DeepSeek vs GPT-5: China's tech market turned into a gladiatorial arena
The era when we evaluated neural networks by their ability to write essays about plastic waste or generate code for a calculator is officially coming to an…
AI-processed from Jiqizhixin (机器之心); edited by Hamidun News
The era when we evaluated neural networks by their ability to write essays about plastic waste or generate code for a calculator is officially coming to an end. While Silicon Valley froze waiting for GPT-5, Chinese developers decided that the best test for intelligence is not an exam sheet, but stock quotes. China launched the first-ever arena for AI agents based on the high-tech STAR Market exchange. This is not a simulation or a closed beta test for the select few, but a full-fledged testing ground for autonomous systems in real financial market conditions.
Context here matters more than the news itself. The industry has been living in "benchmark war" mode for the last six months. DeepSeek, a young and audacious Chinese lab, spooked giants like OpenAI and Google by showing results comparable to top-tier models at a fraction of the training costs. But numbers in tables are one thing, and real decision-making under conditions of high uncertainty is another. The launch of a trading arena on STAR Market is China's attempt to seize the initiative and set a new standard for evaluating AI. If you call your model "intelligent," give it access to a terminal and see how much money it preserves by the end of the trading session.

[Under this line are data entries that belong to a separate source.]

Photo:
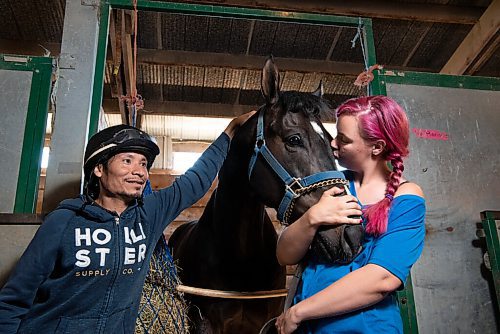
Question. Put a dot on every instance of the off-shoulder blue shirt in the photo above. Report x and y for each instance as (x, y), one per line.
(396, 250)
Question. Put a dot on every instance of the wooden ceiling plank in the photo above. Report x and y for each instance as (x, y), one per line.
(184, 108)
(208, 59)
(474, 43)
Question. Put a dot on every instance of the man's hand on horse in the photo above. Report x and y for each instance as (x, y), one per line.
(287, 322)
(332, 209)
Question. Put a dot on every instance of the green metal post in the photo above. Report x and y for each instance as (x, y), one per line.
(491, 225)
(100, 67)
(34, 132)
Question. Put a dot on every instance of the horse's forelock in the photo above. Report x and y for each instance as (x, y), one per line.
(310, 104)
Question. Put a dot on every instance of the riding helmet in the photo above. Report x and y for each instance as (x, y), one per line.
(111, 141)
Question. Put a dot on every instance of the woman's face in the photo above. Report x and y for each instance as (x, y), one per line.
(349, 147)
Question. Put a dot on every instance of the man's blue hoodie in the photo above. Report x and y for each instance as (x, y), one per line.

What exactly changed in the approach? Traditional tests check static knowledge. But next-generation AI agents need to be able to plan, use tools, and adapt. On the trading arena, models face the need to analyze massive amounts of data in real time, filter noise from signals, and most challenging, compete with each other. This transforms AI development from a purely software task into a strategic zero-sum game. There is no room for hallucinations here: an error in interpreting a financial report leads to immediate loss of position, not just a strange chatbot response.
Why is this important right now? We are witnessing a transition from "chatbots" to "agents." This is a fundamental shift. An agent is an entity that has a goal and tools to achieve it. China's financial sector, which has always been under strict control, suddenly becomes the most open place for such experiments. This suggests that Beijing is betting on AI not just as a tool for censorship or surveillance, but as a key economic driver. While the West discusses ethical risks and erects barriers, the East creates an environment where neural networks learn to survive and win under conditions of capitalist Darwinism.
The connection of this news to the upcoming GPT-5 release is obvious. OpenAI promised that their next model would have "reasoning capabilities." But Chinese DeepSeek is already here, and it's already on the exchange. If it turns out that specialized and lighter models handle financial planning tasks better than universal monsters from San Francisco, then the strategy of "the more parameters, the better" will have definitively lost. We are entering a phase when efficiency will be valued higher than raw power.
Bottom line: benchmarks are dead, long live the real sector. The ability of an AI agent to operate on the STAR Market exchange is the first step toward full autonomy in corporate governance. Are we ready to trust our portfolios to an algorithm trained on Chinese low-cost chips, or will we wait for salvation from Sam Altman?